By Nick Gerlich
They show up in your e-mail...the promise of money, material goods, or simply good luck---if you only forward that e-mail to 10 other people. Sound familiar? The chain letter has graduated, and is now an e-scam.
We could have guessed it would happen. Chain letters always preyed upon people's emotions, such as greed, hope, and compassion. Now that 50-percent of US homes have a PC, chain letters have gone electronic. And good-intentioned people are passing them along, clogging up our e-mails like Christmas cards slow down the US Post Office.
This new breed of chain letter I call "e-scams," not that people lose money in the process, but that they waste time (theirs and other's). Readers fall for the promise of personal gain, and then share the prosperity message with everyone on their mailing list.
Common to most of these e-scams is some reference to a rather sophisticated tracking device, usually operated by Microsoft, that somehow keeps track of how many people you send the e-mail to. The truth is, while your ISP may be able to track how many e-mails you've sent and received, Microsoft cannot. Furthermore, it doesn't care.

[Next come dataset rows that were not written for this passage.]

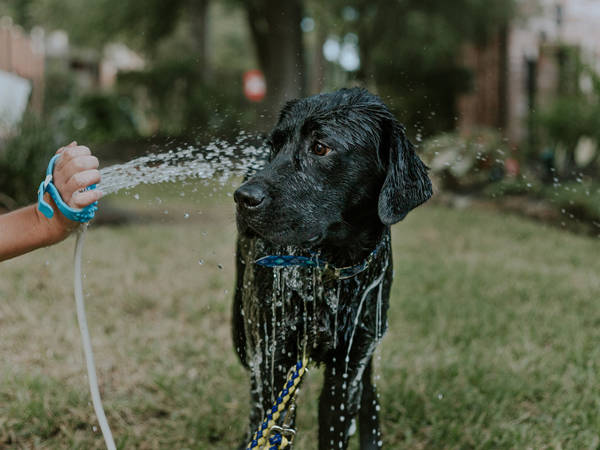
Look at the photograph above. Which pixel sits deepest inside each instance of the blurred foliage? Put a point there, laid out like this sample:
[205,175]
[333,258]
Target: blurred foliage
[468,162]
[95,118]
[567,123]
[23,162]
[410,49]
[169,94]
[572,201]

Below is the text of an e-scam circulating that concerns the popular retail chain GAP:
Free Gap Clothes..DON'T DELETE!!
Pass it on and I will be more than glad to share
with you Abercrombie & Fitch have recently
merged to form the largest hottie
outfitter company in the world! In
an effort to remain at pace with this
giant, the GAP has introduced a
new email tracking system to
determine who has the most
loyal followers. This email is a
beta test of the new clothing line and GAP has
generously offered to compensate those who participate in the
testing process. For each person
you send this e-mail to, you will be given a
pair of cargo pants. For every person
they give it to, you will be given an
print T-shirt, for every
person they send it
to, you will recieve a
GAP will tally all the
emails produced under
your name over a two week
period and then email you with more
instructions. This beta test is only for
Microsoft Windows users because the email
tracking device that contacts GAP is
embedded into the code of Windows 95 and
98. If you wish to speed up the
"clothes receiving process" then you can email
the GAP's P.R. rep for a free list of
email addresses to try, at...."firstname.lastname@example.org
This really works I started this a month ago. The GAP emailed
me with further instructions like my size and address etc.
A couple days later I received a box load of clothes!!! They are
The volume of e-mail generated by this scam was so huge that GAP had to post a disclaimer to their web site to try to stanch the flow. To no avail, of course--people love the promise of free stuff, and if all it takes is a few mouseclicks...
Other e-scams making the rounds include the following:
- The Miller Brewing Company, in celebration of the millennium, wants to give away a free six-pack of beer to the first 2,000,000 people to circulate the bogus e-mail. Hey, what if I use all of my e-mail aliases? I could get a few cases!
- Honda will credit you $1 for each person your message gets sent to. You could save over $1000 on a new car! If Shermer sent this e-mail to every person on the SkepticMag Hotline list, he could darn near get a new car!
- M&M is celebrating the millennium in a big way. M&M---get it? MM = 2000 in Roman numerals. Send the e-mail, and you'll get M&Ms for life. Just what I need...a mouthful of cavities to mark the new century.
There are variations of each of these making the rounds. Invariably, though, the central
premise (free goods or money) is predicated upon the person circulating the e-mail to as many people as possible.
Are these scams of the popular genre known as urban legends? Probably not. Jan Harold Brunvand, the author of many books on urban legends, and the undisputed authority on the subject, would likely say no. His latest book, Too Good To Be True, discusses the e-mailing of legends and other such tales. Whereas the Neiman Marcus Cookie Recipe, told verbally and now by e-mail, is a good example of an urban legend, the new breed is not. (Of course, the story in the legend never occurred--another hallmark of urban legends.)
For example, the Neiman Marcus legend features the theme of retribution and poetic justice. Urban legends nearly always have some kind of a moral to them. In this case, the moral is that the big, bad company screwed some poor consumer, and now she's getting back.
The current e-scams, however, do not feature any such moral. They simply promise some material gain, which casts them into the lot of chain letter..the same kinds of letters that promised good luck (or threatened bad luck if nothing was done) for sending the message, or featured public domain recipes for everyone to try, or the humorous "Splat" e-mail snowball that screams "Gotcha!"
At best, these e-scams are humorous and mildly entertaining for those who can see through them. For those who send them, they build a temporary state of hope...until the six-pack or M&Ms or Hondas never arrive. The real victims, though, are the companies who are innocently entangled in the scam. They are made to look bad, and are forced to waste time and money putting out these fires.
If it sounds too good to be true, well, it ain't. And you can e-mail that to as many people as you like.